Un mois plus tard s'ouvre le procès des « dignitaires du régime de Ceausescu, inculpés de ''complicité de génocide'' », procès que La Liberté du Morbihan (27-28 janvier 1990) n'hésite pas à qualifier de nouveau « Nuremberg ». Alors que l'émotion semble retombée, Le Figaro lance une véritable bombe médiatique. Le quotidien révèle, dans son édition du 30 janvier 1990, que les journalistes ont été dupés. Les corps découverts à Timisoara étaient en réalité des cadavres exhumés d’un cimetière et maquillés pour donner l’illusion d’un massacre.

Extrait du journal de 20 heures d'Antenne 2 du 23 décembre 1989.

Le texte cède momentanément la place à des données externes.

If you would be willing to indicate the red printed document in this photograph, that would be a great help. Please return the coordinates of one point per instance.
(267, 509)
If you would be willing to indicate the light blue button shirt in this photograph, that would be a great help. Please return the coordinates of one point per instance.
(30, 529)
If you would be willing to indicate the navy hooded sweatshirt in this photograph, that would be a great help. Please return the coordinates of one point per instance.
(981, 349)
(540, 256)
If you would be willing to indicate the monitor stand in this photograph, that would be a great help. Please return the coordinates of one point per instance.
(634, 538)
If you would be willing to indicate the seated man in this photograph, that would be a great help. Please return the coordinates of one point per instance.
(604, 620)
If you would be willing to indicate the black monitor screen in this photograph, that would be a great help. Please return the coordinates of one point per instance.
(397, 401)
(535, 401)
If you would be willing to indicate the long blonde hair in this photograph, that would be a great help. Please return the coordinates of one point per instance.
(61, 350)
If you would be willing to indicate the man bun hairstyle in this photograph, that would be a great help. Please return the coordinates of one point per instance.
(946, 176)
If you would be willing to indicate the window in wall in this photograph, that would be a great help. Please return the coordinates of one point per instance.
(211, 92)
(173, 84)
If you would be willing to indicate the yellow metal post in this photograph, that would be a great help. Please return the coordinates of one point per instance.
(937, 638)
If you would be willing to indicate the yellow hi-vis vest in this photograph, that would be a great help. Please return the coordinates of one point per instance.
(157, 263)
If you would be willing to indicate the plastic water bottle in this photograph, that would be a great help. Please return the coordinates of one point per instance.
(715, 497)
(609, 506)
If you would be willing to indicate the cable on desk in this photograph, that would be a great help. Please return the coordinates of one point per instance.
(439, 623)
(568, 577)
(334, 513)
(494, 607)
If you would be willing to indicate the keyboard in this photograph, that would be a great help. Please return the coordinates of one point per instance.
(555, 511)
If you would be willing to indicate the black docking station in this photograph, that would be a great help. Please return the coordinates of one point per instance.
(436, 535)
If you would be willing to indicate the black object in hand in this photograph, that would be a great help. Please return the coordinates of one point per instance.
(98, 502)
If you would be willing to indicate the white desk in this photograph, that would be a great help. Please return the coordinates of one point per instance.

Dans un article publié au mois de mars 1990 dans Le Monde diplomatique, Ignacio Ramonet estime que cette découverte constitue sans doute « la plus importante tromperie depuis l’invention de la télévision ». Elle résulterait en partie d'une surenchère constante entre les différents médias, peu soucieux de vérifier leurs sources. Cette rivalité audiovisuelle est constatée dès le 28 décembre 1989 par un journaliste du Télégramme. Ce dernier relaye la plainte des dirigeants de La Cinq qui accusent leurs homologues des chaînes publiques – Antenne 2 et FR3 – de leur interdire d'utiliser les moyens techniques dont disposent l'Ambassade de France à Bucarest. Les responsables de La Cinq évoquent alors « une véritable censure d'une information à caractère dramatique et universel ». Mais si la rivalité audiovisuelle explique peut-être une part de l'emballement médiatique, les journalistes de la presse écrite ont eux aussi joué un rôle important dans ce qui constitue toujours aujourd'hui l'une des plus importantes « tromperies » depuis l'invention des médias.